Wednesday, October 19, 2011

Patents and Competition: "Arrangements"

Two days ago, I was at a moot court competition conducted by HNLU, Raipur to judge the penultimate rounds. The moot problem was an interesting one, for it presented a factual matrix that called for combined application of patent law and competition law. 

This is the second moot problem this year based on patents and competition law, the first was the problem statement of the moot conducted by NLU Jodhpur.

Student events like these turn out to be better platforms to address legal issues in a much more rigorous fashion than most conferences and presentations. One of the mooting issues was the interpretation of “arrangement” under the Competition Act, 2002 in a given situation.

In the moot problem, the situation was as follows:
1. X sells its patented drug P in Northern India. Another company Y’s subsidiary Z sells a similar drug in Southern India
2. X holds 10% share in Y and Y has a patent in Europe on its drug which is considered the closest prior art to X's patented drug P
3. X initially sold the drug P at INR 2.65 lakhs per month’s course, Z sold it at INR 2.62 lakhs per month’s course.
4. Thanks to a generic competitor, G’s low pricing tactics, Z is forced to cut down its price to INR 1.5 lakhs per month’s course. X too follows suit and brings down the price to INR 1.7 lakhs

Is there an arrangement between X and Y/Z? It’s possible to argue that since Y’s European patent came closest in terms of prior art to P, and yet Y chose not to challenge X’s patent on P, there appears to be a semblance of collusion between the two.

This combined with the fact that both X and Y/Z chose to divide the market among themselves without encroaching upon the other’s “territory” could further support the inference. And finally, the shareholding pattern of X along with “conscious parallelism” could lead a neutral observer could conclude that the whole thing smells fishy.

What this means is, one can call an arrangement an arrangement so long as the dots can be reasonably connected, even in the absence of a formal agreement or an overtly express behaviour between the parties.

Such reasonable connection of dots ought to give rise to a rebuttable presumption of anti-competitive behaviour since Competition law has a welfarist slant, since one of its objectives is to protect the customer from being taken for a ride.
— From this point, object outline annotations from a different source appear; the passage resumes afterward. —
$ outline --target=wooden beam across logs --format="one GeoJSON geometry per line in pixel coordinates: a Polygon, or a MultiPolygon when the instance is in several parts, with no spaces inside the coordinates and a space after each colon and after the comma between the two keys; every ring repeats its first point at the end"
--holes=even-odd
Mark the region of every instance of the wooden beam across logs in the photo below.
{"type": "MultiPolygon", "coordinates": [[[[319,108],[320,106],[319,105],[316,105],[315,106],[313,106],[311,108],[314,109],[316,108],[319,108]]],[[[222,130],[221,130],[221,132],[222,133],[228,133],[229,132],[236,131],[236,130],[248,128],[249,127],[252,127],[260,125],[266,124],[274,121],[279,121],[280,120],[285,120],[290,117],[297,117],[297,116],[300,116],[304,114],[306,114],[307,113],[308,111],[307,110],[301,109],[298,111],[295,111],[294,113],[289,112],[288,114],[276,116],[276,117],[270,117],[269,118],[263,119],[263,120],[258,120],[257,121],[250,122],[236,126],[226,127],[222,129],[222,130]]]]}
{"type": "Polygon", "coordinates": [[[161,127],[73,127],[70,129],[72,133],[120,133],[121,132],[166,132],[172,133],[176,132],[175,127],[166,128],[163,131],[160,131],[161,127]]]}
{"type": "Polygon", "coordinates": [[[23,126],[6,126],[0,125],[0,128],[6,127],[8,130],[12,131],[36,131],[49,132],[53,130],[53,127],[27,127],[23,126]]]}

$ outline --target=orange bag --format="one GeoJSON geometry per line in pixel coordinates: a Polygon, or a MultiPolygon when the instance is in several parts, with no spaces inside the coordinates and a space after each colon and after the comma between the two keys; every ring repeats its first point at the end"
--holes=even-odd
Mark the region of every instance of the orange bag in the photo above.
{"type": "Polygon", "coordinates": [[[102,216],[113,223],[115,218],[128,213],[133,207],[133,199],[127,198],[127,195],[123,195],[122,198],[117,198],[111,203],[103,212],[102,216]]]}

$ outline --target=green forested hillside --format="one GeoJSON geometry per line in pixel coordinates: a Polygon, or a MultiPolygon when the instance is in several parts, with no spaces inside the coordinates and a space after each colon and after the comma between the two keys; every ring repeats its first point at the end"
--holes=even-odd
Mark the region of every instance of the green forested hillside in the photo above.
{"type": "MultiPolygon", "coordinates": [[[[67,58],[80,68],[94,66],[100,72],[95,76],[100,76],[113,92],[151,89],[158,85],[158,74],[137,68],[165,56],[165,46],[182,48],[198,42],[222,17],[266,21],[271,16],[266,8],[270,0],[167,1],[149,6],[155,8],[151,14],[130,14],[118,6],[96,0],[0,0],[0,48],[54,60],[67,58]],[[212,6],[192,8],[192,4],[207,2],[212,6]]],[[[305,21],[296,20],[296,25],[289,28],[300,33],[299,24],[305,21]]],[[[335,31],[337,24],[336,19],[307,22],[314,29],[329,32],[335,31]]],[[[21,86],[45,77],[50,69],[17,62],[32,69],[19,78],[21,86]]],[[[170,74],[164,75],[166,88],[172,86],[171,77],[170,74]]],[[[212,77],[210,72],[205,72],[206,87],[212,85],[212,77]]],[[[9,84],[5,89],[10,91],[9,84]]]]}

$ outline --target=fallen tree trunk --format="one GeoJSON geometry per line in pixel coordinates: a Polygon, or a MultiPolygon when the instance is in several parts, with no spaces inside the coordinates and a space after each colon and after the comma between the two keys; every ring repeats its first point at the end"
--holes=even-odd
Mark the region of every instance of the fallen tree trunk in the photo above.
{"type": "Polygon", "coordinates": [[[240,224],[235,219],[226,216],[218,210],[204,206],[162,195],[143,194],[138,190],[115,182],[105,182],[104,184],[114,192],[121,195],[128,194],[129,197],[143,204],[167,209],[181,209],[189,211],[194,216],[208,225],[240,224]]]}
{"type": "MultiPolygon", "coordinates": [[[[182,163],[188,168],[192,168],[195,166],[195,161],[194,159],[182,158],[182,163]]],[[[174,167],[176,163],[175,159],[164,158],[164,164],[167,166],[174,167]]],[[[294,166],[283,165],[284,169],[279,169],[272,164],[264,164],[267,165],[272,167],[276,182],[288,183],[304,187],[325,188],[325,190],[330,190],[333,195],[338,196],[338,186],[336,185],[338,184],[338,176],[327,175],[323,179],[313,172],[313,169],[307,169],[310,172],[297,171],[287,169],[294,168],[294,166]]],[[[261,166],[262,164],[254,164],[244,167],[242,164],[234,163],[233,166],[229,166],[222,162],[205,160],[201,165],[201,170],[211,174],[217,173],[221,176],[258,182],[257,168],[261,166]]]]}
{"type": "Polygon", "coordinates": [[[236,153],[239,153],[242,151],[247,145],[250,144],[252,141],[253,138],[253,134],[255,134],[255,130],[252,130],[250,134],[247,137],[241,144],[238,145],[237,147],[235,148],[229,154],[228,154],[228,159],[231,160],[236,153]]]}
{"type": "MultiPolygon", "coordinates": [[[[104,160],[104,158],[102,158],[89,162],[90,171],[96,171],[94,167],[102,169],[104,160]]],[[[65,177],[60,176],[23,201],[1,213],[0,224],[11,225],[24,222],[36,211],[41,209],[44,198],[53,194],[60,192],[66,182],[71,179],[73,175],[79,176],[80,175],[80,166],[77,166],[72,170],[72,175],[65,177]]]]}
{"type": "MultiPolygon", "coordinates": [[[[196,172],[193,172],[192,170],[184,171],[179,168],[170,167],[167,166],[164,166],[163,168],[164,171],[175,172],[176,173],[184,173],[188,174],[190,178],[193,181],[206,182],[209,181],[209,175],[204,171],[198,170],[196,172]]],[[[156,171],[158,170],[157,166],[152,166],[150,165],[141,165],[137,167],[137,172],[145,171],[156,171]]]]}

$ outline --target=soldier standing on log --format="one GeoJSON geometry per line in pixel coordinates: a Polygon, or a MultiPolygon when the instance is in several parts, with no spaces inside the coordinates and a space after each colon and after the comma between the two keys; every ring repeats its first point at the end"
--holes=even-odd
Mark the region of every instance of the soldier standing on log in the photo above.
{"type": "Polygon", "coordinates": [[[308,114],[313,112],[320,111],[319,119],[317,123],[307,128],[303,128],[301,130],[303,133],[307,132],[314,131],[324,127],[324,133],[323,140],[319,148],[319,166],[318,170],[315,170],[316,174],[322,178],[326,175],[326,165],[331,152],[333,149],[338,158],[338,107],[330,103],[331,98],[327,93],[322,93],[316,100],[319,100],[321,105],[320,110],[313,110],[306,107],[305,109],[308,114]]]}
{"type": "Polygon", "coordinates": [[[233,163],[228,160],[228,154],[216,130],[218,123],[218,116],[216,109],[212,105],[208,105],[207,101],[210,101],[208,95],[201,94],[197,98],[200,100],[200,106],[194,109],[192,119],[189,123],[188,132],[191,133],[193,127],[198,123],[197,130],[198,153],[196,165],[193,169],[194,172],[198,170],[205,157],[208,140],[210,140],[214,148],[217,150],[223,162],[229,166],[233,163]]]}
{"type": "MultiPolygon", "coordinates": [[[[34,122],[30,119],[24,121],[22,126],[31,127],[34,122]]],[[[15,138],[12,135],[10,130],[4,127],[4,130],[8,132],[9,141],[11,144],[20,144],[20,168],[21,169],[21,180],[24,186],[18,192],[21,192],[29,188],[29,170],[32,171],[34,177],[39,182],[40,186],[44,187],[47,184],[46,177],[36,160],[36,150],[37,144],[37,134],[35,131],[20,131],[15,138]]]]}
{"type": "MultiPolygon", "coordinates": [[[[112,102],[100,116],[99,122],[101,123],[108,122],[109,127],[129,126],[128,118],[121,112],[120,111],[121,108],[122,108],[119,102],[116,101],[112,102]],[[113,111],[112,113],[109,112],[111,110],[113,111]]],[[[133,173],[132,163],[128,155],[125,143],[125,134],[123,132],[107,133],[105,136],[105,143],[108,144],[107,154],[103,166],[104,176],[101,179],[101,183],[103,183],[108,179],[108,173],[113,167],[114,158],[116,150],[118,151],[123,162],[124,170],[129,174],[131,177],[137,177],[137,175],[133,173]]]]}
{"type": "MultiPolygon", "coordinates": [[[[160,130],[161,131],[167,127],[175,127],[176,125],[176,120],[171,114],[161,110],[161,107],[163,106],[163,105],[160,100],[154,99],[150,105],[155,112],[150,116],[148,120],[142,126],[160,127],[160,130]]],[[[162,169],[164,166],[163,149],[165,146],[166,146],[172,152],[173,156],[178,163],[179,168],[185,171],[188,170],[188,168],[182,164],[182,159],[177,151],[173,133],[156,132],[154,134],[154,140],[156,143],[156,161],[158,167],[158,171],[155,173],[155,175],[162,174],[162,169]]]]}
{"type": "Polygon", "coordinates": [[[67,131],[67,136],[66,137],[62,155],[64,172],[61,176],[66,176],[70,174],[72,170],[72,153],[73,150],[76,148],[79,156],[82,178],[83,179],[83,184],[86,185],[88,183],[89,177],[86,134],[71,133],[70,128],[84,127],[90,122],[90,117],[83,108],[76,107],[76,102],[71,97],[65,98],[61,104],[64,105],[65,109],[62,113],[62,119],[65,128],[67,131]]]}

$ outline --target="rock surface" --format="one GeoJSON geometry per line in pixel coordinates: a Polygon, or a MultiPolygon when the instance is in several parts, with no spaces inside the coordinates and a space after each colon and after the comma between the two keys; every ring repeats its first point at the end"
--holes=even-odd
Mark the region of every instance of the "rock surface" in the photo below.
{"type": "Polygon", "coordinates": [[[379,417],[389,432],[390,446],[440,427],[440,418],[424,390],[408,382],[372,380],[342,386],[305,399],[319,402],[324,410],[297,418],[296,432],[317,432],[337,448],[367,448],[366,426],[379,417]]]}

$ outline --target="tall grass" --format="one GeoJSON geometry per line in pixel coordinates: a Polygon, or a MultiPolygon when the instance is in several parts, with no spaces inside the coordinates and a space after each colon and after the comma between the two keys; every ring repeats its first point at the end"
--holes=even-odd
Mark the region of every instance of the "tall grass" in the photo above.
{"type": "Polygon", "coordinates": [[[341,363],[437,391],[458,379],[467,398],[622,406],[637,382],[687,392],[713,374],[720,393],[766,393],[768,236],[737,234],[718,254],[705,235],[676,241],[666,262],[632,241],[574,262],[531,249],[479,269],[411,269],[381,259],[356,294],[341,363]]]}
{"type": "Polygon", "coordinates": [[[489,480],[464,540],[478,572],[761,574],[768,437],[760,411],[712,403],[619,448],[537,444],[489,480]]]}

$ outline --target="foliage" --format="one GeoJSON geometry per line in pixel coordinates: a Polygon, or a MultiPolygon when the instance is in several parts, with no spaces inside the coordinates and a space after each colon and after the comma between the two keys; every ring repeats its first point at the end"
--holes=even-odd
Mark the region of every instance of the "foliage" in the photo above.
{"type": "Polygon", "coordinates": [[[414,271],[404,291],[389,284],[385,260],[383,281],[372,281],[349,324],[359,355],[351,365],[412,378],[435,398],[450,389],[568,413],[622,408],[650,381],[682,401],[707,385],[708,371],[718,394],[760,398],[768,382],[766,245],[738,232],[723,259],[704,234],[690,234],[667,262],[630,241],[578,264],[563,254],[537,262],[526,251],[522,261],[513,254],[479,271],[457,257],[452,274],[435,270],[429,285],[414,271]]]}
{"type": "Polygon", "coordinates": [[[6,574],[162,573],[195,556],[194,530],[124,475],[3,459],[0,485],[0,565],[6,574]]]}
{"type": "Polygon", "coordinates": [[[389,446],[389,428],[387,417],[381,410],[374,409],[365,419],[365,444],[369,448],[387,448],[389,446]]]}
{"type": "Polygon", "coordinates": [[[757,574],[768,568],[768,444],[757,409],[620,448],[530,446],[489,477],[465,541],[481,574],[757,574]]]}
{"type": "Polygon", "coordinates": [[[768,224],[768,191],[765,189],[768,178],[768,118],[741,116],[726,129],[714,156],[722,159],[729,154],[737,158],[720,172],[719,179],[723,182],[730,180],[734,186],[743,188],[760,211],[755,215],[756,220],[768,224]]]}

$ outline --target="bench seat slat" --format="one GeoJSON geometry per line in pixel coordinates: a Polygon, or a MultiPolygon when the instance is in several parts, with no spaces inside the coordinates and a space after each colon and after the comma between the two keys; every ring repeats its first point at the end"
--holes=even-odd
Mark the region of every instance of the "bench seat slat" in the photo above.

This is different from stating that the Competition Act protects the consumer’s interest, since that would turn the Competition Commission into a Consumer Forum, which it is not. Stated otherwise, no player is expected to drive himself to sure extinction to extend a benefit to the consumer. Not just that, no player can push another player to extinction in the name of extending a benefit to the consumer.

I’ll discuss a few more issues concerning patents and competition in the coming posts.